Posted | filed under Weekly Reports.

Fall migration has begun! Well one day of it happened anyways, and what a day it was! Typically the first day of the season is slow, but today we banded 62 birds representing 18 species. Just over a third of those birds were hatch-year myrtle warblers. Canada warbler were also common in the nets and surprisingly downy woodpecker. We generally only catch 3 or 4 of our smallest woodpecker species every year, but today we caught a total of 6 downys. The most interesting capture was an already banded bird – a rufous hummingbird! This was the first time the LSLBO has ever captured a rufous (only the second time we have ever even seen one at the observatory). We don’t have the permits to band hummingbirds, but this one was already banded and you don’t need a special permit to read a band. On top of being a new species capture for the LSLBO this bird is also the third foreign band recovery we’ve ever had. We are all very exciting to find out where this little lady was originally banded.

Hatch-year myrtle warbler

The timing of my writing and this article being published is off so I’ll let you know that I’m writing this on July 12 which is our standard start date for fall migration. Almost everyone is shocked to learn we start fall monitoring this early. It’s true though, once birds have finished breeding they turn their tails back around and migrate south. This begs the question of what is the point of flying all the way up here just to turn around and head back in 8 weeks? Up in the boreal forest we have insects, hundreds of billions of insects. Birds come all the way up here to breed because this is the only place where they can lay eggs, incubate and then raise chicks in such a short period of time. They feed their young hundreds of high protein and fat insects every single day allowing those chicks to reach adult size in less than two weeks for many species. Up here in Canada, birds have an abundance of space and food that they don’t have in the tropics. They can raise larger broods in less time than they could on their wintering grounds which makes it worth the hazards of migration.

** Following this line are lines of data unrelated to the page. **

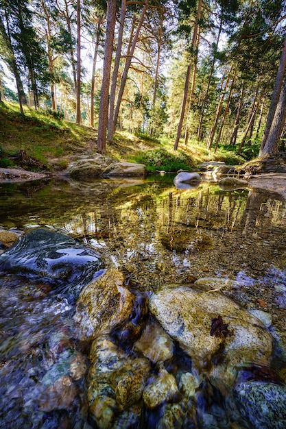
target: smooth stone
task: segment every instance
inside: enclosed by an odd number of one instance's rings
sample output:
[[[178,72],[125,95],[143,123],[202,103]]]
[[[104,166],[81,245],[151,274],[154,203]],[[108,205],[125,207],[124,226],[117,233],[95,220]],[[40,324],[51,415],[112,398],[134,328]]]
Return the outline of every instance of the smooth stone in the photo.
[[[148,408],[154,408],[170,400],[178,392],[174,376],[162,368],[158,376],[145,388],[143,398]]]
[[[254,429],[286,428],[286,387],[252,381],[233,389],[241,413]]]
[[[140,401],[150,363],[145,358],[132,358],[106,336],[93,341],[89,358],[89,410],[98,426],[106,427],[115,414],[118,415]]]
[[[18,235],[12,231],[0,231],[0,241],[7,247],[11,246],[18,238]]]
[[[111,269],[82,291],[74,320],[83,339],[91,340],[108,333],[128,319],[135,296],[123,286],[124,280],[122,273]]]
[[[143,164],[135,162],[112,162],[107,167],[102,176],[145,176],[147,173],[146,167]]]
[[[47,282],[73,297],[102,274],[103,267],[96,252],[45,228],[35,228],[23,235],[0,255],[0,269],[19,273],[34,282]]]
[[[249,184],[247,180],[241,180],[236,177],[224,177],[219,180],[218,183],[223,186],[248,186]]]
[[[200,182],[201,177],[198,173],[190,173],[189,171],[181,171],[175,177],[174,183],[176,186],[178,184],[189,182]]]
[[[134,349],[154,363],[165,362],[173,356],[174,343],[156,322],[149,322]]]
[[[264,325],[219,292],[207,293],[187,286],[162,289],[150,297],[150,310],[161,326],[192,358],[205,367],[223,347],[226,362],[268,363],[272,339]],[[222,317],[230,334],[211,336],[212,319]]]
[[[269,328],[272,324],[272,317],[269,313],[262,311],[261,310],[256,309],[249,310],[249,312],[250,312],[252,316],[254,316],[254,317],[259,319],[266,328]]]

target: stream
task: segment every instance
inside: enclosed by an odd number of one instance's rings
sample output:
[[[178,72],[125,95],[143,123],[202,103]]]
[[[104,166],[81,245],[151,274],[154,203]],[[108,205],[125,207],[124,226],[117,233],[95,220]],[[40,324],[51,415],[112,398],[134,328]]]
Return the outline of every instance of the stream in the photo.
[[[264,317],[273,338],[271,367],[261,365],[259,379],[285,389],[286,201],[263,190],[223,189],[207,182],[177,189],[172,180],[166,175],[0,184],[0,229],[19,238],[38,228],[67,236],[91,258],[96,252],[105,270],[123,272],[139,299],[168,284],[189,286],[204,278],[235,281],[222,293]],[[175,405],[184,410],[175,419],[165,417],[165,404],[150,410],[139,401],[133,408],[142,407],[140,412],[132,408],[95,420],[87,400],[91,342],[82,339],[74,317],[78,294],[71,297],[49,279],[4,269],[1,262],[0,280],[0,428],[263,427],[241,413],[219,383],[211,389],[204,380],[195,400],[184,403],[174,395],[169,401],[173,415]],[[75,277],[67,281],[75,283]],[[86,286],[82,279],[80,284]],[[154,331],[146,335],[152,343]],[[178,377],[193,367],[177,343],[175,349],[164,371],[176,366]],[[252,368],[250,363],[245,372],[252,374]],[[242,372],[239,377],[248,380]],[[272,426],[265,428],[282,429],[285,419],[274,412]]]

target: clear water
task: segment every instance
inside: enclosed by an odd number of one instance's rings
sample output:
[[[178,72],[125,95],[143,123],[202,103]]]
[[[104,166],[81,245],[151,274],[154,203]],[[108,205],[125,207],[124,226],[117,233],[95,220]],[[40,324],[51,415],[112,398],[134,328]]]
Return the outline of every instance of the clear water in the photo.
[[[0,227],[19,234],[38,226],[64,232],[96,249],[107,267],[123,270],[139,293],[202,277],[239,280],[243,286],[227,294],[268,313],[285,347],[286,202],[204,182],[178,190],[171,179],[0,184]],[[45,282],[5,273],[0,280],[0,427],[96,427],[86,407],[89,345],[74,325],[74,306]],[[282,358],[276,362],[281,373]],[[205,409],[206,390],[196,410],[188,405],[192,413]],[[223,402],[206,414],[221,415],[220,426],[208,417],[197,427],[252,427],[235,426],[231,404]],[[110,427],[139,427],[121,421]],[[140,427],[158,424],[148,415]]]

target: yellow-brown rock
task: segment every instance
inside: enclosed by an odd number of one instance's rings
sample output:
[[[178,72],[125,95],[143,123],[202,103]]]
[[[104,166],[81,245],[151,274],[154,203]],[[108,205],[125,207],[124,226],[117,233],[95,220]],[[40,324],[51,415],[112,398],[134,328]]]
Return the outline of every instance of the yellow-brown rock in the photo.
[[[108,333],[128,319],[135,297],[123,282],[122,273],[111,269],[83,289],[74,318],[84,339],[93,339]]]
[[[15,232],[12,231],[0,231],[0,241],[7,247],[11,246],[16,240],[18,240],[18,236]]]

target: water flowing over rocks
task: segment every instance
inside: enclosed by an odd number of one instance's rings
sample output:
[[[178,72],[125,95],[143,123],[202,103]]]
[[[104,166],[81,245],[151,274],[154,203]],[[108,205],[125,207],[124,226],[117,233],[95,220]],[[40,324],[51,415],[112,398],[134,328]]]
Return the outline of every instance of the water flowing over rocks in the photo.
[[[78,297],[84,286],[102,273],[99,254],[64,234],[33,230],[0,255],[0,270],[34,282],[47,282],[58,291]]]
[[[255,429],[286,427],[286,387],[259,381],[238,384],[234,395],[239,406]]]

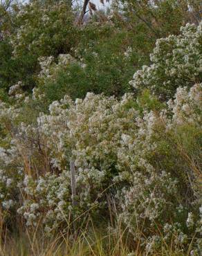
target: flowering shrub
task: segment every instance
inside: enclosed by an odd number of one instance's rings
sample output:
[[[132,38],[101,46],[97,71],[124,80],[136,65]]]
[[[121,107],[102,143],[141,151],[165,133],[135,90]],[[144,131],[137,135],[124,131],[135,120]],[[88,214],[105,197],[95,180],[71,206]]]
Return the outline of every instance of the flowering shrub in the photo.
[[[130,84],[138,91],[148,88],[164,100],[173,97],[178,86],[201,82],[201,22],[198,26],[188,24],[181,35],[157,39],[152,64],[137,71]]]
[[[143,110],[144,100],[132,94],[120,100],[90,93],[75,102],[66,96],[35,125],[19,121],[22,109],[2,104],[8,131],[1,151],[1,207],[10,214],[18,209],[28,226],[42,221],[48,234],[65,232],[69,217],[106,212],[110,195],[120,219],[148,252],[162,246],[162,235],[165,242],[174,239],[176,249],[186,250],[194,234],[197,251],[201,91],[201,84],[179,87],[167,108],[152,111]],[[71,159],[77,170],[74,207]]]

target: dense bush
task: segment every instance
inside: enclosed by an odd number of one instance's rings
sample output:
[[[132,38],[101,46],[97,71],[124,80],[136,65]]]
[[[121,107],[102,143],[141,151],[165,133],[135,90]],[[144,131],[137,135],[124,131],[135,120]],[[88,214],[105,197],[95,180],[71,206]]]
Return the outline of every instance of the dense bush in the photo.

Hatch-year downy woodpecker

This is one of the biggest reasons it is so important to protect the breeding habitat of birds. These birds have evolved massive migrations because the number of chicks they can produce exceeds the number of individuals that die during migration. The more pressure we put on breeding birds the closer those numbers become. If, for any given species, the number of young birds they can produce becomes less than the number of birds that die on migration the population will fall. Birds have spent hundreds of thousands of years evolving the instincts to be able to migrate – this is not something they can change or adapt quickly, certainly not as quickly as we can change their environment. It is up to us to ensure that after their 5000 km migration they will still find the abundance of space and food that they rely on.